The office of Renew Europe's chair Stéphane Séjourné said they share the same view.

"We support revocation whatever the process," said Séjourné's spokesperson, in an email.

But other groups appear more ambivalent — or have yet taken a unified position.

"We haven't discussed this specific issue as a group," said a spokesperson from the Left.

The Left, he said, however would support revoking access for all lobbyists working for violent regimes.

A spokesperson from the centre-right EPP did not respond, when asked. Nor did a spokesperson for its leader, German MEP Manfred Weber.

Hesitation

The pressure comes amid hesitation from the European Parliament on preventing Russian lobbyists gaining access to its buildings.

This comes despite a proposal by EU parliament president Metsola to stop them from entering the premises of all the EU institutions.

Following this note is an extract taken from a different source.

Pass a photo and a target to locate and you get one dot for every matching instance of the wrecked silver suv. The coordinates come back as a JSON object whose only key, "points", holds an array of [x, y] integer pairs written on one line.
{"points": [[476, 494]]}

Metsola floated the idea over 80 days ago.

Some 13 Russia-headquartered lobbyists such as Gazprom and Lukoil, can still enter the parliament's premises at will.

Metsola's original plan sought to have them first removed from the EU's joint-transparency register.

Being listed in the register is a requirement for any lobbyist wanting to gain official access to EU institutions.

The parliament argues the Russian lobbyists breached the register's code of conduct, citing reputational damage.

But getting them pulled from the register also entails an agreement with the European Commission and the Council, representing member states.

According to document requests filed by Peter Teffer at Follow the Money, a Dutch-based news site, the Council under the French EU presidency is obstructing those efforts.

The European Parliament could, however, move ahead on its own.

Asked why this hasn't happened, an EU parliament spokesperson said "different paths are being looked at and considered."

Its own internal rule book says passes can be revoked if the register's code of conduct has been violated.

This includes reputational damage, the very same cited by the parliament in its proposal to get them removed from the transparency register.

Asked for comment, Gazprom did not respond.

But Lukoil's main representative in Brussels Maxim Bunin did.

He says meetings planned with the European Commission have been suspended and that no meetings with MEPs have taken place since Russia's war with Ukraine.

"Our entry badges to the Parliament required a special activation at the accreditation center both times when the representatives of our company were there over the last months," he said, in an email.

He also said the company fully complies with the EU transparency register's code of conduct.

"The company is not under EU sanctions," he pointed out.